Enfin bon, je n'ai pas finis de me plaindre aujourd'hui et je vais même commencer par extérioriser mon courroux aussitôt ; ma mère vient en effet de venir me réveiller, arborant un air euphorique tandis qu'elle s'exclame avec gaieté que je vais enfin être reconnue dans le monde entier...Génial. Je grogne tel un animal sauvage qu'on aurait tout juste capturé parce que finalement c'est un peu ce que je suis : un oiseau dans une cage en or, privé de sa liberté et sans aucune envie de chanter. Anyway, je me lève malgré tout, le pas lourd pour m'habiller en hâte, prendre un petit déjeuner rapide avant de suivre une mère indigne et désespérément trop heureuse dans le labyrinthe de notre ville, et laisser mes pauvres pieds et mains à une bande de vautours dépourvus d'originalité.

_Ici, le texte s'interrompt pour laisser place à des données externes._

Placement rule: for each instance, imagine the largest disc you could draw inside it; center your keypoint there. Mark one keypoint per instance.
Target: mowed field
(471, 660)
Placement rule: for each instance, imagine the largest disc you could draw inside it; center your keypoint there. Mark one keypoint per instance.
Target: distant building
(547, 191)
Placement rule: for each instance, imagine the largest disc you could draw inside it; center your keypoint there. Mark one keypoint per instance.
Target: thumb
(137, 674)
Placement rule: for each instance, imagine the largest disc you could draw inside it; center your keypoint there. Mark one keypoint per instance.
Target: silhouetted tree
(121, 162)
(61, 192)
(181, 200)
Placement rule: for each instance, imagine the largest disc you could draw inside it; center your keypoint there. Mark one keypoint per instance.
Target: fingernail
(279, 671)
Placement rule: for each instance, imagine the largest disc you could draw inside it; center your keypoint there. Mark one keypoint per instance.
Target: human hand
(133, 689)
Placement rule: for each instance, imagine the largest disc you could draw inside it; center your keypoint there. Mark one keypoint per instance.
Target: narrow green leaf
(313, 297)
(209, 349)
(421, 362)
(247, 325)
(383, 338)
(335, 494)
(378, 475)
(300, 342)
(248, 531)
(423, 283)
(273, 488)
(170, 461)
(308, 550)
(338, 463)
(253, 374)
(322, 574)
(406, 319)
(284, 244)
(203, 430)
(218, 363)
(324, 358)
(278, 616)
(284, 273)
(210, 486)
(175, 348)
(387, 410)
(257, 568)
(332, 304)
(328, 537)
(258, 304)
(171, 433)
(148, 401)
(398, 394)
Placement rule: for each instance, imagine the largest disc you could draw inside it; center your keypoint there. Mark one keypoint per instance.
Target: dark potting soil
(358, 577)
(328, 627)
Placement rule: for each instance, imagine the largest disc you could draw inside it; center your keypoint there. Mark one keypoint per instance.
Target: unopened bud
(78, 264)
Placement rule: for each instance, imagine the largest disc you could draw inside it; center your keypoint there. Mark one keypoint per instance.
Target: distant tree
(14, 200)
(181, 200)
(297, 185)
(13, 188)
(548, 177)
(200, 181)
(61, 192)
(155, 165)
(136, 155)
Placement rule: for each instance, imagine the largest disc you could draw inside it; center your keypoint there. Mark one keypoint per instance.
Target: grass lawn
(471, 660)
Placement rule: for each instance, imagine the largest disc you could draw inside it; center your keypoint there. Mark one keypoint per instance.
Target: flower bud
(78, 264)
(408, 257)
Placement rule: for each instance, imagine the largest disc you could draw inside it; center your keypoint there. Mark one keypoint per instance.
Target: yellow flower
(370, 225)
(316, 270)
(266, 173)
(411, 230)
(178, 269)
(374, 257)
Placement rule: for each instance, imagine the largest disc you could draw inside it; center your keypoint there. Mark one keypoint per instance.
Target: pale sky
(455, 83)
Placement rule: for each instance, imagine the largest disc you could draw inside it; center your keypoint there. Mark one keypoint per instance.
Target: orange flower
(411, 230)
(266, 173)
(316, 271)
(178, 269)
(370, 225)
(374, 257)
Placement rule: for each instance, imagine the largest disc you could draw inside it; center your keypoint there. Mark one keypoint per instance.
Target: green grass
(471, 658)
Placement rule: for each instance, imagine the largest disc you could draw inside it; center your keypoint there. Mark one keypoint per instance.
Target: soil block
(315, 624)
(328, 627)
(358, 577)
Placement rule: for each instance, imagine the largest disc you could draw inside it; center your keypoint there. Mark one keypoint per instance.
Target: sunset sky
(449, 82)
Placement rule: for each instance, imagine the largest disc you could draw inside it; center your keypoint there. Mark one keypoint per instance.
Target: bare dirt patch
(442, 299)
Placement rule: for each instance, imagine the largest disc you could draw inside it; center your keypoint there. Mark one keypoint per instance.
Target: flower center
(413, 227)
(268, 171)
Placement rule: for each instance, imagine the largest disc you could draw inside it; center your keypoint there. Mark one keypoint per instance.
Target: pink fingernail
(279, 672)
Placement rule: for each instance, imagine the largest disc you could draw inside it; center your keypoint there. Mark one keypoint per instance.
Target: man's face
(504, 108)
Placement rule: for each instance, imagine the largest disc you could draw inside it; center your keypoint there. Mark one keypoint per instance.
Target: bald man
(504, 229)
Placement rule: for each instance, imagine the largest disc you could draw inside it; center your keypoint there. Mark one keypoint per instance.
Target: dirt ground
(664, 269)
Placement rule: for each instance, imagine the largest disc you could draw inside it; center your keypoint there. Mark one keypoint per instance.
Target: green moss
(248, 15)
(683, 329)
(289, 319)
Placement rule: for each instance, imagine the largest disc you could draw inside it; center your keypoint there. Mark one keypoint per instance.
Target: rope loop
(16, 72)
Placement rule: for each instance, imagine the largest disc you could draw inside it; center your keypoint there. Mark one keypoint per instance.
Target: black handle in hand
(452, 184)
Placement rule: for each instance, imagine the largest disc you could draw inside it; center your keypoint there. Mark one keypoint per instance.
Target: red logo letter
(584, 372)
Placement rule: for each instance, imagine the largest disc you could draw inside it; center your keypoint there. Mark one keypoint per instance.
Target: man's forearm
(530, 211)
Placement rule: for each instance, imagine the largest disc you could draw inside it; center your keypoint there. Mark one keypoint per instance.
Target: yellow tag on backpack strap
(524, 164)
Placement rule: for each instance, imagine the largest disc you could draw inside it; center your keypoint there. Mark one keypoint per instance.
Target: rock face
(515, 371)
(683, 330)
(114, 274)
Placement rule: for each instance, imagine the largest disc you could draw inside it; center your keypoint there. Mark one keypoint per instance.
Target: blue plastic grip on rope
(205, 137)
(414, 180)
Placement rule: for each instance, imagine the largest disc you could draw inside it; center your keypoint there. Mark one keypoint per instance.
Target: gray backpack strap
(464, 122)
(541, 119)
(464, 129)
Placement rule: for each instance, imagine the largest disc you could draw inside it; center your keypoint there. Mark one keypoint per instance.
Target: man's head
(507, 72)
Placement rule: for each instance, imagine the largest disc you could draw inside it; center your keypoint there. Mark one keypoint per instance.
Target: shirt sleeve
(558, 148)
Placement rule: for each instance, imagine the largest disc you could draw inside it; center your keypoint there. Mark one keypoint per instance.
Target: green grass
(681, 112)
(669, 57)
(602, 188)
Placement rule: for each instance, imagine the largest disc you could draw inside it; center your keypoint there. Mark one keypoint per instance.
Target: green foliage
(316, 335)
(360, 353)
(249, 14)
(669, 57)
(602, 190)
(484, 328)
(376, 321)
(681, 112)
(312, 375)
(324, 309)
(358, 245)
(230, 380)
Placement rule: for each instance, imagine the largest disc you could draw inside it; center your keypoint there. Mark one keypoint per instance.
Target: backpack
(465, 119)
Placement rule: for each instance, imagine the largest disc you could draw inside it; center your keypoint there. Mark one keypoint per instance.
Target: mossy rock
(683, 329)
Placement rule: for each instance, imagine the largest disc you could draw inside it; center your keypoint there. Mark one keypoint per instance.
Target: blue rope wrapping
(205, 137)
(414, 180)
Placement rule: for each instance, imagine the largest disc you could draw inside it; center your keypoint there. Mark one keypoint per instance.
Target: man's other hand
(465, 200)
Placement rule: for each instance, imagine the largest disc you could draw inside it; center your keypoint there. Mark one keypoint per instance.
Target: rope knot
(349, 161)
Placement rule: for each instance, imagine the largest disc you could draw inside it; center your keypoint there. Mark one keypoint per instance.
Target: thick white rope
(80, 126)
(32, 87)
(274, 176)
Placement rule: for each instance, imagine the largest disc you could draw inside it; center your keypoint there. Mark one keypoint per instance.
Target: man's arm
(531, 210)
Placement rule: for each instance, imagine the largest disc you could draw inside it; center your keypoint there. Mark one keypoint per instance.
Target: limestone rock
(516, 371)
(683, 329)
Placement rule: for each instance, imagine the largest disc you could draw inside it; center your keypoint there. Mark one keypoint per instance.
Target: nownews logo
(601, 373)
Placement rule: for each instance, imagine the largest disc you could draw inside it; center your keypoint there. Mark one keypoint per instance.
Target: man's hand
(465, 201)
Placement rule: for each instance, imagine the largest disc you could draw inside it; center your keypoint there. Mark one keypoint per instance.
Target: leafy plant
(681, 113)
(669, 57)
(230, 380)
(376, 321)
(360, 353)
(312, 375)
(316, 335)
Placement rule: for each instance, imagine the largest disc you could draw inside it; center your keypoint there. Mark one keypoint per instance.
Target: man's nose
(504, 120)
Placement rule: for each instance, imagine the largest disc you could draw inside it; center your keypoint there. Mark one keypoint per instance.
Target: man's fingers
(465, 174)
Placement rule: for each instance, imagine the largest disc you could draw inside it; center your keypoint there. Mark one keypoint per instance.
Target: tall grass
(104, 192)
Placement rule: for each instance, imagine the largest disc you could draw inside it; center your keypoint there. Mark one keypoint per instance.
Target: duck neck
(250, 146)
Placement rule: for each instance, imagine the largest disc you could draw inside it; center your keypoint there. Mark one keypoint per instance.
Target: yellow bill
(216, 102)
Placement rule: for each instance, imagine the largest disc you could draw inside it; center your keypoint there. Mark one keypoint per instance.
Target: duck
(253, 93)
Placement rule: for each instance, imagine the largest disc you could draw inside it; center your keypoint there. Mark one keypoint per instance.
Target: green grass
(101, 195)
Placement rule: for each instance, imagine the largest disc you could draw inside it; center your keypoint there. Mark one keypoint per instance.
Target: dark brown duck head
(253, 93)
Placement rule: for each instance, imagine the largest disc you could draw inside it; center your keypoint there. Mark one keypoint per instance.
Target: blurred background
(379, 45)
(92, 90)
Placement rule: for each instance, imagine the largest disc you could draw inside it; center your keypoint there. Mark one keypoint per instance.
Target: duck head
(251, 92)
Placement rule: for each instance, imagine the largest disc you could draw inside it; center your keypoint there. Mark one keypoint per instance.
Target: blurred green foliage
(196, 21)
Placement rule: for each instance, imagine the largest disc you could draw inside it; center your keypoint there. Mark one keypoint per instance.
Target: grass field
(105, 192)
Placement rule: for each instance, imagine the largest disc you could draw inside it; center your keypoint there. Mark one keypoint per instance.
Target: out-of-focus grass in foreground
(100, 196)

La journée promet d'être longue...
Il est actuellement dix-huit heure quarante-trois et je me dirige vers le majestueux hôtel Carlinton de Konoha où se déroule cette maudite fête. La famille Uchiwa a été assez aimable pour nous faire parvenir une de leurs grandioses voitures de luxe pour nous amener jusqu'à cet enfer terrestre. Après encore une dizaine de minutes, nous voilà devant le gigantesque hôtel, de ma vitre teintée j'arrive à distinguer au dehors des flash, des cris... Oh my Gawd, Je veux mourir ~
Un portier nous ouvre la porte et je suis ma mère et mon père au dehors, me pressant de rentrer dans l'accueil de l'hotel tandis que ma mère se permet quelques signes de main auprès des paparazzis. La salle de réception est déjà bondée de monde. Un majordome nous accueille et, nous ayant conduit jusqu'à la dite salle de réception, nous abandonna auprès de la famille Uchiwa. Ces derniers furent ravis de notre présence mais Sasuke n'était pas avec eux. Me voyant scruter la salle du regard, la mère de Sasu-con me murmura en prenant ma main dans la sienne :
- Il va venir ! Il est allé se rafraîchir dans une salle de bain, il voulait être parfait pour ton intronisation à la scène mondaine, « pour ne pas pâlir en comparaison de la beauté d'une si jolie fille » m'a-t-il dit. Qu'il était choupinet, tout rougissant de gêne. Oh bien sur, je lui ai dis que de toute façon, il était déjà magnifique, mais tu le connais, il se sous-estime, il est tellement timide mais bon...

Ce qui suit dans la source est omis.